You won’t hear Nicola Sturgeon using terms such as “passed the peak”. Not that she’s incapable of saying the wrong thing. While lauding her handling of the current public health crisis I don’t forget those aspects of her performance as First Minister which are, shall we say, less splendid. Nicola Sturgeon wouldn’t utter those words only partly because she’s a smart politician who knows better than to give such hostages to fortune – even if she fails to act accordingly all the time. Mainly, I would suggest, she is more cautious about optimistic statements because she genuinely understands the nature of the threat – in a way that Boris Johnson can’t. Or is not disposed to. Or is not equipped to.
There are signs that Boris Johnson is about to give in to pressure and announce some kind of exit strategy and recovery plan. Nicola Sturgeon is, I suspect, very much aware that the virus is not going away and while plans and promises about life after the virus may be what people want to hear but that what responsible governments should be working on is planning for life with the virus.

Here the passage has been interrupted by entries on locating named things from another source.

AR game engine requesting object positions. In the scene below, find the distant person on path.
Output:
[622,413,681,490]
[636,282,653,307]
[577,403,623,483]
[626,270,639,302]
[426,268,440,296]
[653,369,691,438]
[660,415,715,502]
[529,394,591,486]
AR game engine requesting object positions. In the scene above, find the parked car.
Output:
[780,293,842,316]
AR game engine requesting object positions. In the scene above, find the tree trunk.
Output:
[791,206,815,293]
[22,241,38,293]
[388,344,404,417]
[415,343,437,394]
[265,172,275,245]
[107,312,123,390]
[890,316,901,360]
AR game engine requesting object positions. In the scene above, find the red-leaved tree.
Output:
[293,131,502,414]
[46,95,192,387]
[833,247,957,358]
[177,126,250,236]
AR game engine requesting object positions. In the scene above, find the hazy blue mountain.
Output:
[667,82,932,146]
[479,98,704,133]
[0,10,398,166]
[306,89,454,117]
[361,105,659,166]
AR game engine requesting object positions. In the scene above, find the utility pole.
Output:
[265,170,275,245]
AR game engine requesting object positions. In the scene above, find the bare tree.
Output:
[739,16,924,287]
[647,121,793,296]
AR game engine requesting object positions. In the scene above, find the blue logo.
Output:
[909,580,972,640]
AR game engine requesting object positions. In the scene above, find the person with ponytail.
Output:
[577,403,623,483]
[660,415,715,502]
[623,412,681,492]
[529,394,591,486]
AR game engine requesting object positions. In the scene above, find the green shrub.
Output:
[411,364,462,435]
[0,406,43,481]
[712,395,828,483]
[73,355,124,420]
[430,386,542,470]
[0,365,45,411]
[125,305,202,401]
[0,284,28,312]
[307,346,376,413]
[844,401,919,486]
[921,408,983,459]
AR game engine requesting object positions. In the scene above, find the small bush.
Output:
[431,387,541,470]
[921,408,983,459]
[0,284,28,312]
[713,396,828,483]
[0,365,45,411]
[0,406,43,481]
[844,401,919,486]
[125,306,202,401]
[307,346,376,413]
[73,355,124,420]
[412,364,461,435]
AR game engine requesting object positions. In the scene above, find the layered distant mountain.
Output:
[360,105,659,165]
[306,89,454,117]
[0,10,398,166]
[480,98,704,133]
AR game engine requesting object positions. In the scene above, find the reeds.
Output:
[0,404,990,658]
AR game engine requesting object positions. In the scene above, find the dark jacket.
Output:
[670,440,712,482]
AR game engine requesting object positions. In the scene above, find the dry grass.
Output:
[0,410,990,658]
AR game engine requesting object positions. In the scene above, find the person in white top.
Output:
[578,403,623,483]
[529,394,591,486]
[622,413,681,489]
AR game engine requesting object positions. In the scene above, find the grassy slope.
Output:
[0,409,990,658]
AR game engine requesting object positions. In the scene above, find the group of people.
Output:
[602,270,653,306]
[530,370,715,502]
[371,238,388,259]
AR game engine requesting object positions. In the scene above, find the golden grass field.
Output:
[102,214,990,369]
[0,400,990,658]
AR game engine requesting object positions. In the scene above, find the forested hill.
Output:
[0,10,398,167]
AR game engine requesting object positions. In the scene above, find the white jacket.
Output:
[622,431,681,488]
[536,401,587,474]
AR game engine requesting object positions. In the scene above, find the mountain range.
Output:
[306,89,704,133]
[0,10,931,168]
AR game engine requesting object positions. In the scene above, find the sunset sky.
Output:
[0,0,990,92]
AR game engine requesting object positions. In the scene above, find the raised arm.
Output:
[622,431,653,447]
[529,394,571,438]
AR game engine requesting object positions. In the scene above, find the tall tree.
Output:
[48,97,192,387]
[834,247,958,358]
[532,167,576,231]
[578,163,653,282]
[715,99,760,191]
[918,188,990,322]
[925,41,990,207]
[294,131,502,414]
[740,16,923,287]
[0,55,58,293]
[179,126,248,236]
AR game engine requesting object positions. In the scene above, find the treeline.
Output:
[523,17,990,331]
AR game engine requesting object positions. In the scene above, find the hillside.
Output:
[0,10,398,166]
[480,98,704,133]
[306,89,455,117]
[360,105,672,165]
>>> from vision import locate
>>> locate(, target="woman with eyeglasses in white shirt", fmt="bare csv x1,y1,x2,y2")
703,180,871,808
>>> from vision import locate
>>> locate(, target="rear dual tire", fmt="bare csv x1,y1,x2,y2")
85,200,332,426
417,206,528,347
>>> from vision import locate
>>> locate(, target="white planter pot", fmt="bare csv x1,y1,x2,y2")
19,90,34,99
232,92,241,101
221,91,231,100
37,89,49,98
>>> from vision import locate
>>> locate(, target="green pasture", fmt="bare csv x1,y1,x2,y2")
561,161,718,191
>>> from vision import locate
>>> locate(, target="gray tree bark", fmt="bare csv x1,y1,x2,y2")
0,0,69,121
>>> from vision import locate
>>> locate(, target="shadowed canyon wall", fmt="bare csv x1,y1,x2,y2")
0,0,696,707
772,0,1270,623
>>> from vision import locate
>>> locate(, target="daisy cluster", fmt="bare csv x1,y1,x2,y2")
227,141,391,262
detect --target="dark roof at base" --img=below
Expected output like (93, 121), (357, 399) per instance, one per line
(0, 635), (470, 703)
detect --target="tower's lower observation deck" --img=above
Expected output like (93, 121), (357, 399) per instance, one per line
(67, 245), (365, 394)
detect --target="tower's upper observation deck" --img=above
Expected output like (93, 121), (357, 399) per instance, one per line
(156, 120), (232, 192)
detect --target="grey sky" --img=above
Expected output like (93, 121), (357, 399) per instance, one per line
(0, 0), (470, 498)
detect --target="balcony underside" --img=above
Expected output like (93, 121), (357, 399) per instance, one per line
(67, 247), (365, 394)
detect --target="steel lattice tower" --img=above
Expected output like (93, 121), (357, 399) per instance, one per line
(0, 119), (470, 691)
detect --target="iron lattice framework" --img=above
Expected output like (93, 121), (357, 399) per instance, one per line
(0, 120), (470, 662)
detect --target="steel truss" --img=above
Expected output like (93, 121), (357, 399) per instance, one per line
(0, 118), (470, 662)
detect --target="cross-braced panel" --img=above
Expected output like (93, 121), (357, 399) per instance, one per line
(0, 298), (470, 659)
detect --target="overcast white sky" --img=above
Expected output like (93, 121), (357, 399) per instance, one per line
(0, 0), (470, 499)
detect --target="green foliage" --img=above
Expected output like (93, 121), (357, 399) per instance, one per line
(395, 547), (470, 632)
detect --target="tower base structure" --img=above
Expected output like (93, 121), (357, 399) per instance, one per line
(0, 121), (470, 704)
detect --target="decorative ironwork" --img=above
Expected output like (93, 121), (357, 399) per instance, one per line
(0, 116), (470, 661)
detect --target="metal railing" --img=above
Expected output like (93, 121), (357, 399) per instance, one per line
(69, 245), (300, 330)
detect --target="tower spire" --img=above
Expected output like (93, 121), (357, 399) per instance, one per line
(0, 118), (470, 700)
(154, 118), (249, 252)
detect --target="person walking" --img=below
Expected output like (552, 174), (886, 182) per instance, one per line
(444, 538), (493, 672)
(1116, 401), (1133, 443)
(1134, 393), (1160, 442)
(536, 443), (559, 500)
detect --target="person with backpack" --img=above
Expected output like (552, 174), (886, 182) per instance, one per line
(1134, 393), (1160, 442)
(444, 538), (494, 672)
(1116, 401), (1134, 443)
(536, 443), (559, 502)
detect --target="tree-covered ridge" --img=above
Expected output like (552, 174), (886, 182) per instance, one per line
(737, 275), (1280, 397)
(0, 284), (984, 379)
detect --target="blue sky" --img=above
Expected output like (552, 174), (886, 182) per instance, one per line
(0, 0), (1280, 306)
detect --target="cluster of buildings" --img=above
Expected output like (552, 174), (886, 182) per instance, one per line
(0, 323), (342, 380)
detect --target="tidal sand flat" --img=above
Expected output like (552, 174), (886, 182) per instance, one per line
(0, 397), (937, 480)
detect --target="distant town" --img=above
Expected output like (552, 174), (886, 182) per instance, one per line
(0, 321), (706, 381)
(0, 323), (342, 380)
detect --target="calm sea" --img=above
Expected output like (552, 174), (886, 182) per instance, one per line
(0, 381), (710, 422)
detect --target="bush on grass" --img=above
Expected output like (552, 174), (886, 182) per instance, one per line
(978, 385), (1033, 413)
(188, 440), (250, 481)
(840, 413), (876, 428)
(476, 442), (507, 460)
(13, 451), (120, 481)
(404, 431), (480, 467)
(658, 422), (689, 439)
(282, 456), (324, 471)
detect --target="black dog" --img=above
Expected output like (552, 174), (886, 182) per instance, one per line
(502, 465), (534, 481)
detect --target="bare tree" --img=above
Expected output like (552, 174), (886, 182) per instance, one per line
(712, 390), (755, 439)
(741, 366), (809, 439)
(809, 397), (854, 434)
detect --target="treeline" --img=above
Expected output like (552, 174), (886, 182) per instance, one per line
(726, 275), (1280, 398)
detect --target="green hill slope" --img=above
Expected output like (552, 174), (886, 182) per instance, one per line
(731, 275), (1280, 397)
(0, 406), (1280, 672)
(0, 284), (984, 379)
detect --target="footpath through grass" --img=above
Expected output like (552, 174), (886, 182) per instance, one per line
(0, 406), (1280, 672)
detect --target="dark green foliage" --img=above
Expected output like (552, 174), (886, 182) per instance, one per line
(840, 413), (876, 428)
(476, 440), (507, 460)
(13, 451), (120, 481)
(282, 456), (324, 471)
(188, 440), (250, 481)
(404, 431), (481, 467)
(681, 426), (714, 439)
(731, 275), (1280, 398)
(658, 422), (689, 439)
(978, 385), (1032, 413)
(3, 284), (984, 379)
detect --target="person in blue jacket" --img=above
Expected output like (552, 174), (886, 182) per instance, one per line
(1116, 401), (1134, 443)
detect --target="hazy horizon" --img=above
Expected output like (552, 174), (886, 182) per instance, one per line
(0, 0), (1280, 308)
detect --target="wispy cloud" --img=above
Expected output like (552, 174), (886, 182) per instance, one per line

The likelihood is that the UK Government will opt for a phased end to lockdown with a rapid and escalating response to any signs of a fresh outbreak. They will prioritise “getting back to normal”. That is to say, restoring the status quo ante. The Scottish Government may well part company completely with London on this. I feel certain Nicola Sturgeon is determined to take a more cautious approach, trying to get ahead of the virus and cut it off before considering any easing of restrictions. Or, as The Scotsman would put it, trying to pick a fight with Westminster.
I know which of the two I’ll be listening to. I’m not at all confident that Boris Johnson knows the difference between a peak and a plateau.